I finished the Memory Police last night, but couldn’t summon enough energy to write a response. It was curious. It was interesting. It was ART!! Were there great lines and thoughts? Yes. Did it make sense? Not at first glance, which this response is. The novel (as the blurb on the back states) takes place on an unknown island where objects keep disappearing. Disappearing completely, even from the memory of most of the people on the island. Those who can still remember are taken away to some unknown place, for some unknown fate by the Gestapo-like Memory Police.  The last sentence of the blurb says “The Memory Police is a stunning novel about the trauma of loss.” I guess that is true, but only on one level. I would say it is more about the control of a community’s narrative; How history can be erased, and how we all just go along. How writing extends and saves individual memory for the next generations, who lose and save and create their own memories. How small seemingly unimportant objects can embody massive recollections. 

Random Thoughts/Questions: None of the characters have names. There is a narrator, the novelist; the old man, who used to be the ferryman before the ferry disappeared, and R, who does not forget. The novelist is writing a novel, which sporadically we (the reader) get to read.Is the old man an allusion to Charon? Are the people who forget dead? The narrator is writing a novel, but loses her voice and can’t remember how to write. R, who used to proofread the narrator’s novels, keeps encouraging her to write, almost like editors who finish novelists books posthumously. Does “R” stand for reader? which is us, as we try to create meaning out of other’s incomplete memories?

Quotes:

“When I was a child, the whole place seemed… a lot fuller, a lot more real. But as things got thinner, more full of holes, our hearts got thinner, too, diluted somehow, I suppose that kept things in balance… And even when the balance begins to collapse, something remains.”

“I have the feeling my voice may come back one day if I study the letters imprinted on the used ribbon.”

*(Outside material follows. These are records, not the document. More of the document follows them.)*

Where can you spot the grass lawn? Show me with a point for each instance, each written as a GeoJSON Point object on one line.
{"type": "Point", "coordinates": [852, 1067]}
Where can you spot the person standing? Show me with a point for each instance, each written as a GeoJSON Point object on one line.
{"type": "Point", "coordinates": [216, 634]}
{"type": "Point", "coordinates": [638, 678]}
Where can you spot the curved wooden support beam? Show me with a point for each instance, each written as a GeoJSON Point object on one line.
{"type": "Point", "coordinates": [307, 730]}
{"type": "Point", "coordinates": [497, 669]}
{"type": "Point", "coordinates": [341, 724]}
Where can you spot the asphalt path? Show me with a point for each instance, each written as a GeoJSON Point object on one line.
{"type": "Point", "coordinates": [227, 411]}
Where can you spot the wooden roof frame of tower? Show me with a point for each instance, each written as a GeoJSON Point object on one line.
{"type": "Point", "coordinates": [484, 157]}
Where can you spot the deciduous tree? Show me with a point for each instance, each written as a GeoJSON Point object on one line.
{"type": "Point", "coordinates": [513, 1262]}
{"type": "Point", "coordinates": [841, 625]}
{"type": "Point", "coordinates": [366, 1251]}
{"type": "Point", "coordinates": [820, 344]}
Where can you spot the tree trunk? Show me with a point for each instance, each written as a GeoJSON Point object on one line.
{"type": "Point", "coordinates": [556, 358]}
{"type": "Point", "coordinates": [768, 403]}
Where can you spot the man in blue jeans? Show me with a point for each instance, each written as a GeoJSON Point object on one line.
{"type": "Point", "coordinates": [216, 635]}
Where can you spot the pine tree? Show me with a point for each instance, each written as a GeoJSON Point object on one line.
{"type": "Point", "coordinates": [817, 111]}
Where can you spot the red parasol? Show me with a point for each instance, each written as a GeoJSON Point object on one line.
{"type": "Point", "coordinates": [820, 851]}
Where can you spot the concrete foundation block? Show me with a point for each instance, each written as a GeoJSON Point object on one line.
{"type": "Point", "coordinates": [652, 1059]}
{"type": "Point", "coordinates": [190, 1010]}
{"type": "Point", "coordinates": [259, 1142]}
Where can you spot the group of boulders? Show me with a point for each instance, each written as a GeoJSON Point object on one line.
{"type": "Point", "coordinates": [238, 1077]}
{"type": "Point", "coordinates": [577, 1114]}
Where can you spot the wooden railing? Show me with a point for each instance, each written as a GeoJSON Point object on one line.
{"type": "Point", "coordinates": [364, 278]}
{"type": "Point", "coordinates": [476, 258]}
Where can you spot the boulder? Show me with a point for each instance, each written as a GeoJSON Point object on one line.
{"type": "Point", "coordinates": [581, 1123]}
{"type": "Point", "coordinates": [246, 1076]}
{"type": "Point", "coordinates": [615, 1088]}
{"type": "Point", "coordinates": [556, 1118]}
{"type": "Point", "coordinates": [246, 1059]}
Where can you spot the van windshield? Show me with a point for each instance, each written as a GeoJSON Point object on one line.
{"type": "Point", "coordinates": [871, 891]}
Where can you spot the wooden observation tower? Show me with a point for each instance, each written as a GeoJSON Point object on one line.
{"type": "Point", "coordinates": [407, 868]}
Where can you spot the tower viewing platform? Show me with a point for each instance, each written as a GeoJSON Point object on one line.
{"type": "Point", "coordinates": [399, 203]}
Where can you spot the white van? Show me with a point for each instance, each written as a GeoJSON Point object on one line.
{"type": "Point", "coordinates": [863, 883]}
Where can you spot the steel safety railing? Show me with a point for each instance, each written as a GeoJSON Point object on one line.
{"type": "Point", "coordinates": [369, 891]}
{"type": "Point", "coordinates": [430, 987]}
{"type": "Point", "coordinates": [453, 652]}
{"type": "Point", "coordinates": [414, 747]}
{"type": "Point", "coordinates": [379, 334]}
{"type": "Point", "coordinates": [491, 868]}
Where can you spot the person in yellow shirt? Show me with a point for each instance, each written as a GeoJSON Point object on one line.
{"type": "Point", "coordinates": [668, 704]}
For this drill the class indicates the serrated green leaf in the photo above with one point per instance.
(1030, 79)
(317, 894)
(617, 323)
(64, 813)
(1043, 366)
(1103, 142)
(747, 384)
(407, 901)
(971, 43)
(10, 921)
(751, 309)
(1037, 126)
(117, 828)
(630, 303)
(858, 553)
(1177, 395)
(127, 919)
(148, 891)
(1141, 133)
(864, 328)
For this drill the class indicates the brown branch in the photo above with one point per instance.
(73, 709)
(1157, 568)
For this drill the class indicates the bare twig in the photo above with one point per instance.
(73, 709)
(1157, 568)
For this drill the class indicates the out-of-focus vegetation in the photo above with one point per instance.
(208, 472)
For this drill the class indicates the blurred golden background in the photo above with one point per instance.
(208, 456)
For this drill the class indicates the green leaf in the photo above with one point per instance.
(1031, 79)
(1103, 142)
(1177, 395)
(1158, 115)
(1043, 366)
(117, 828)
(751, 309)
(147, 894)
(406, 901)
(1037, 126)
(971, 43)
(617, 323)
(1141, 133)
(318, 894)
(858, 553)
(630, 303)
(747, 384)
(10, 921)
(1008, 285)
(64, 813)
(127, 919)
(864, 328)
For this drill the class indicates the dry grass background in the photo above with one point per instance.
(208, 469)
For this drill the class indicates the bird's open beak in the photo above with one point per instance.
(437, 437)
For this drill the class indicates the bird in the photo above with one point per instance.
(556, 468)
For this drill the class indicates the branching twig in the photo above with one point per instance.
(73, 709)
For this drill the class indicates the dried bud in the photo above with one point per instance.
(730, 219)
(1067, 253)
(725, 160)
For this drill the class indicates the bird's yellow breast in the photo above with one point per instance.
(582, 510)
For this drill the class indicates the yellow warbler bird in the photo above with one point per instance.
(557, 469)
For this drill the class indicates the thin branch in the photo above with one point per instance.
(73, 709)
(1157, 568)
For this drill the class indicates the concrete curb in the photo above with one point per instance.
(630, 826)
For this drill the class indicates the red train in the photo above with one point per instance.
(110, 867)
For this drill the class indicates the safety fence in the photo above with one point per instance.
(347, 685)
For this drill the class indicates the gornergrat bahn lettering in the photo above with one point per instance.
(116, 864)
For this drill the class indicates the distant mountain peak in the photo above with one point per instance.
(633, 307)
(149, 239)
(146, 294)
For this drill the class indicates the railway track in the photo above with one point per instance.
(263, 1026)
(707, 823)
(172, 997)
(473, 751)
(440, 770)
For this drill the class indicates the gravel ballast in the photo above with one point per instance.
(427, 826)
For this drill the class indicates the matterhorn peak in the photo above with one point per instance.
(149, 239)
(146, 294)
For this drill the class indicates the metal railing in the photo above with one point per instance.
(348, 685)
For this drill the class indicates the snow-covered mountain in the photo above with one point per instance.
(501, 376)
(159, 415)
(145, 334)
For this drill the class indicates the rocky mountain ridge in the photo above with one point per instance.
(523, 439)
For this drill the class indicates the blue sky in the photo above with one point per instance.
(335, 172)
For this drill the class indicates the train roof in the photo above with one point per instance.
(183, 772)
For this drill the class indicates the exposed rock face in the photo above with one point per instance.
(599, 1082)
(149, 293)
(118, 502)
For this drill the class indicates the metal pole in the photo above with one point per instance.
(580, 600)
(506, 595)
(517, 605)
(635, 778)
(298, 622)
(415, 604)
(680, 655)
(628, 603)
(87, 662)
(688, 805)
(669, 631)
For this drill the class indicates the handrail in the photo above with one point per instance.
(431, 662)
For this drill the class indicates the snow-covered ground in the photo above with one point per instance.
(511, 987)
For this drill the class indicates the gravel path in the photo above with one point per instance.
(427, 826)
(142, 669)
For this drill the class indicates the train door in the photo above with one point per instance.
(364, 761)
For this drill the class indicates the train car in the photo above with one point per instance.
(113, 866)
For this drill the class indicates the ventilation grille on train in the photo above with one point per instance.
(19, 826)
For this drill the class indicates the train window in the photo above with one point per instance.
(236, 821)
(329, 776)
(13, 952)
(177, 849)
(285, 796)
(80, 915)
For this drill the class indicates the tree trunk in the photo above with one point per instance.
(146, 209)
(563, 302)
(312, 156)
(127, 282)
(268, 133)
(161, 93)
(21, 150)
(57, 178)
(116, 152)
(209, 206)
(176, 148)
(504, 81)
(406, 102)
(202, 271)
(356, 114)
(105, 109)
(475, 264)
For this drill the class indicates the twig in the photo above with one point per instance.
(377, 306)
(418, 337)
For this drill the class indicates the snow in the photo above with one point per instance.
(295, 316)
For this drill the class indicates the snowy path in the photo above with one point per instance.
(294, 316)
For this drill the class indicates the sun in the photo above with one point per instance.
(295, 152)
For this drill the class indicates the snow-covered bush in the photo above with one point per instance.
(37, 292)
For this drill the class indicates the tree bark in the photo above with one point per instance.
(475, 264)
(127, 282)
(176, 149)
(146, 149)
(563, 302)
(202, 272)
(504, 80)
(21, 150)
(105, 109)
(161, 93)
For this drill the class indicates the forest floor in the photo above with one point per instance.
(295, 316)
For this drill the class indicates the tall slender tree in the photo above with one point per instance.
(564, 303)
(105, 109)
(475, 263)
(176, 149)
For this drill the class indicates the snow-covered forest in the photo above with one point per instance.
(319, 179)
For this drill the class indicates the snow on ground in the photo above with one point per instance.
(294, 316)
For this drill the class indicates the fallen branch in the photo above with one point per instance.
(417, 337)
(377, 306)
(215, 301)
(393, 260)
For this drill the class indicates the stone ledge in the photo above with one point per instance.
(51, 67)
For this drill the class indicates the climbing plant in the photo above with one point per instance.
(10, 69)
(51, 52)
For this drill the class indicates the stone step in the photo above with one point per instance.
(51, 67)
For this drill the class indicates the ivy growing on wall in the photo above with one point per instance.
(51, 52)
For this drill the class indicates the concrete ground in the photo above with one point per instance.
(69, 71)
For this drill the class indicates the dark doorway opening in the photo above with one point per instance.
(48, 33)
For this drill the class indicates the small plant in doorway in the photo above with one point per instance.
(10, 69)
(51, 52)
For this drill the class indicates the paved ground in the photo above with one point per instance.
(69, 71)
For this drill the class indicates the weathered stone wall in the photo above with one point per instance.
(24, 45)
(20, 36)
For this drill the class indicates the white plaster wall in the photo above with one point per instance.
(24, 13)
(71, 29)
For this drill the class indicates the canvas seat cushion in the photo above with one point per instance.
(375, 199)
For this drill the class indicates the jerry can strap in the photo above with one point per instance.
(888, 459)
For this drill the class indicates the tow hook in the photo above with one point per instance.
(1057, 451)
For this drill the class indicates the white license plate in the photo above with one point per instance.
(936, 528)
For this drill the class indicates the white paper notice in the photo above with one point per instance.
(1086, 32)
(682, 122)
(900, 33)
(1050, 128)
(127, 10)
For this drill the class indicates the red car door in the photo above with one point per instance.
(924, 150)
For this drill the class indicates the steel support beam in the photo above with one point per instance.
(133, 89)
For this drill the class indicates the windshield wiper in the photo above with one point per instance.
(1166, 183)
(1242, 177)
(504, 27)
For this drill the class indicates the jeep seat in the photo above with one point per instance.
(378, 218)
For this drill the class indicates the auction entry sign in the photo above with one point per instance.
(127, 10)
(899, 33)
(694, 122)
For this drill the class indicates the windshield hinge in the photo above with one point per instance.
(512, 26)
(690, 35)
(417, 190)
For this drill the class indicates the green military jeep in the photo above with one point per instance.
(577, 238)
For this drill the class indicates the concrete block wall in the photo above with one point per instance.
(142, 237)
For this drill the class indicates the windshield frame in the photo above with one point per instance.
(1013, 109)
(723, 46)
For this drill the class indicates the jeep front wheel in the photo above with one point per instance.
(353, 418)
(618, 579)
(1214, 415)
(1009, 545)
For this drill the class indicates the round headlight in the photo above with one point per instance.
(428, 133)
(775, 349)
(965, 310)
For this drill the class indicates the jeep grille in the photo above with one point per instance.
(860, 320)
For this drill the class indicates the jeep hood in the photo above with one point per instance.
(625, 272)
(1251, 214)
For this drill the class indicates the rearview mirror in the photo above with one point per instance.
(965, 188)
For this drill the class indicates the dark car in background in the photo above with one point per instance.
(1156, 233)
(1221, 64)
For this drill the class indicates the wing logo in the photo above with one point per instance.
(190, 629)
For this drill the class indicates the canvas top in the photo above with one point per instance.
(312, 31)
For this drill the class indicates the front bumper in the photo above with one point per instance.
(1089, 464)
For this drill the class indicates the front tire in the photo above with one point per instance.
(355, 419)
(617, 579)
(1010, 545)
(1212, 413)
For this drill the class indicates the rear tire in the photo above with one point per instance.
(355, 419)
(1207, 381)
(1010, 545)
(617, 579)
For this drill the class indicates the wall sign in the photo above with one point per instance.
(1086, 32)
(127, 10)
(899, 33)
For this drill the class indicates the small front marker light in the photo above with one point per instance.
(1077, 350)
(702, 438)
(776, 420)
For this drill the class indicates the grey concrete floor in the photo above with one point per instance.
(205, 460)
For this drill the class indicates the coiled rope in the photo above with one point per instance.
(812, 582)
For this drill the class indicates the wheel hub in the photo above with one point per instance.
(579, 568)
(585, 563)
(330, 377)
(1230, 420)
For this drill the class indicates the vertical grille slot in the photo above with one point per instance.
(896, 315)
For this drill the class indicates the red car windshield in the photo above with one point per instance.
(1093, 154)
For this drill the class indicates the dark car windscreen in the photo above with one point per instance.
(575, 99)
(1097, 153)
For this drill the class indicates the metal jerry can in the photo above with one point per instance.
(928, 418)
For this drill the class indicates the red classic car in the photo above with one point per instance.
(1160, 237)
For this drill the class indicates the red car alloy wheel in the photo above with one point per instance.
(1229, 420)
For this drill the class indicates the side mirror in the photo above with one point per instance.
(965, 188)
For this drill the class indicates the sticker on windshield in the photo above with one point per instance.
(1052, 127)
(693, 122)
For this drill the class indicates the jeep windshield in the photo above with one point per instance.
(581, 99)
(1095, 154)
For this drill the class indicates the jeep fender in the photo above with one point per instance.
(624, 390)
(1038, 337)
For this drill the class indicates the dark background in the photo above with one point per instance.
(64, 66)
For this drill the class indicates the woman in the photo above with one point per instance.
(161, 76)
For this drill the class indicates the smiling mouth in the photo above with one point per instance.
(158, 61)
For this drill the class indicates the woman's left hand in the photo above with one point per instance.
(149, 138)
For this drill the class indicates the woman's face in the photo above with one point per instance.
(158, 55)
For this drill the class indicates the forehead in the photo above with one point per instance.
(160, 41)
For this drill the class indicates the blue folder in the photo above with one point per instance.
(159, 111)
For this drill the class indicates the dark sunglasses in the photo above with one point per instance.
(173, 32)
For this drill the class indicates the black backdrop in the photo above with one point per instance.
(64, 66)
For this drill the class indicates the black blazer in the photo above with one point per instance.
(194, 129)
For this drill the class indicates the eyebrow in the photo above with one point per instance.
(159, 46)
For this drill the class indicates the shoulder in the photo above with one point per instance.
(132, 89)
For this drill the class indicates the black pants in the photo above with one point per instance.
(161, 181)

“I’d imagine you’d be uncomfortable, with your heart full of so many forgotten things.”

“Memories don’t just pile up—- they also change over time. And sometimes they fade of their own accord.”

“Each one of us hides them away in secret. So, since out adversary is invisible, we are forced to use out intuition. It is extremely delicate work. In order to unmask these invisible secrets, to analyze and sort and dispose of them, we must work in secret, to protect ourselves.”

“Memories are a lot tougher than you might think. Just like the hearts that hold them”

“When you lost your voice, you lost the ability to make sense of yourself.”